I’ll grant you that there’s a void out there for proper training in lighting for film. But you don’t have to go to film school to learn this craft: Shane Hurlbut’s online Hurlbut Academy is a gem. It’s like finding ice cream on a hot, deserted island. And it’s my insider’s tip to get you from that PA job slinging coffee, to that dream gaffer job jumping onto your own grip truck in search of an Arri, drape or c-stand. But I’m not going to lie; you’ll also need the patience of a saint, lots of time, and probably supplemental work parking cars or bartending as you attempt to become an electrician on a film set. 

A gaffer job, the circuitous way

Since your chances of leaping straight into a film lighting department are scarce, you might have to content yourself with PA work helping out the lighting department when they’re overwhelmed. Some PA’s cop an attitude about helping out the lighting department this way; they view it as being taken advantage of since they’re getting paid a lot less. Not only is that total bunk, but also it’s a sure-fire way to stay stagnant in the film and television business. 

Dave's Grip & Lighting grip truck in Wynwood Miami
Dave’s Grip & Lighting on location in Wynwood, Miami

Another option is to get a job at a film lighting rental house, loading a grip truck while, at the same time, embracing photography as a serious hobby to learn composition, lighting, exposure, and color correction. It blows my mind how many lighting professionals don’t know how to use a color temperature meter or an exposure meter. 

The Hurlbut Academy lighting alternative 

And then there’s Shane Hurlbut to the rescue, short-circuiting a potentially steep learning curve with his free online lighting classes at Hurlbut Academy. One example of how he does it is by creating a comprehensive online class on how to light night interiors. In this particular course, he starts by teaching you how to create an ambient light source, which in his world is often moonlight.

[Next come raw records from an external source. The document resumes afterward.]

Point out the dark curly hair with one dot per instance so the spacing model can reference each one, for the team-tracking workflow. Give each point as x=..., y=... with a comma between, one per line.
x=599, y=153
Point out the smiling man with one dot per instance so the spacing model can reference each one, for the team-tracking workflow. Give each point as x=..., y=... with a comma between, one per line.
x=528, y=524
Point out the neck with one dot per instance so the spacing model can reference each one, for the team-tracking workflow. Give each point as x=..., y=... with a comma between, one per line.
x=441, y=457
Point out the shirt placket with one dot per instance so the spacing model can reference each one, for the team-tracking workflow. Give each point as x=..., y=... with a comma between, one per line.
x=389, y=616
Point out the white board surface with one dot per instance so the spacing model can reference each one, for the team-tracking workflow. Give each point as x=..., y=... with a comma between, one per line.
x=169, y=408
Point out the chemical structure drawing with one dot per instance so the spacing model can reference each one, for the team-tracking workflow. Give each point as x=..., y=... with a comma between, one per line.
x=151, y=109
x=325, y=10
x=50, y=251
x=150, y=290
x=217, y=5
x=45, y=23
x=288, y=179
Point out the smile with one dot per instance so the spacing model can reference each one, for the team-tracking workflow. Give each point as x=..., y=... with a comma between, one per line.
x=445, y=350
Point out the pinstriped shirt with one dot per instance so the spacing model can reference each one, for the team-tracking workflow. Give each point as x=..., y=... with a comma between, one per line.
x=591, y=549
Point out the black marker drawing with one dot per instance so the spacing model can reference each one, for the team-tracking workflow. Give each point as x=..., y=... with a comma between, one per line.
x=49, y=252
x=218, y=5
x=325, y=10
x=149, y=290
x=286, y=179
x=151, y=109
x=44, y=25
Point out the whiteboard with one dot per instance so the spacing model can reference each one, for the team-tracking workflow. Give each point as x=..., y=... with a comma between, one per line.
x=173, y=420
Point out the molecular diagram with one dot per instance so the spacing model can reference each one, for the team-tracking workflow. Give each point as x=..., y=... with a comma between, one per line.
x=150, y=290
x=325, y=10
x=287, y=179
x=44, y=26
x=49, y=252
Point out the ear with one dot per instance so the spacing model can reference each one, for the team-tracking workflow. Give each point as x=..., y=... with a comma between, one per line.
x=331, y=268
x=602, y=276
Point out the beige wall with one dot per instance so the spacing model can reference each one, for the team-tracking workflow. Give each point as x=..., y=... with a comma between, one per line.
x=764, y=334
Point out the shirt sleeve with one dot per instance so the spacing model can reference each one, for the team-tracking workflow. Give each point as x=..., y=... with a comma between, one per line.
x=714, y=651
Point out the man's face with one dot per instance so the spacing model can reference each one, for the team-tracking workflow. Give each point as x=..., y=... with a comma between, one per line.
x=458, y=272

Shane shows you how to create the perfect room tone and texture to make your interior night scene way above average. He also covers augmenting existing practical lights in a scene while swapping bulbs that work better. Shane shows you how to use a color temperature meter so you can match existing color temperatures to existing sources. Best yet, his course covers comprehensive instruction on fill lighting. Camera placement and camera movement are well thought out and delivered in the course material. He also includes ways to shoot underexposed, wide open, and right at the limits of a digital sensor. Shane’s methods are old school, but it’s the right school for a process that we film world veterans know to be efficient and deliver the absolute best final result. Why make life harder than it already is? 

In the class Shane Hurlbut covers:

  1. How to set the perfect room tone
  2. Augmenting existing practical lights
  3. Using depth of field
  4. Matching color temperatures to existing sources
  5. How to create moon-light
  6. How to get that perfect exposure 
  7. Art department secrets
  8. Fill lighting
  9. Creating texture 
  10. Using false color
  11. Camera placement 
  12. Camera movement 
  13. Blocking with actors
  14. Action drama romance comedy

The best light for the job

The beauty of Shane Hurlbut’s work is that he doesn’t always order super expensive lighting for his grip truck. One of his chosen lighting instruments for this class is the Westcott shallow softbox with a tungsten globe installed. These are lights that you may need to own. They fold up and go into a backpack. They’re portable, relatively inexpensive, and you’ll have them for a lifetime.  

Shane Hurlbut’s ability to break down a lighting problem and carefully explain it cleverly is a real gift. His classes are a valuable time investment for your career and will take you from average to excellent in a short time. There’s no one else like him doing such great work teaching film lighting.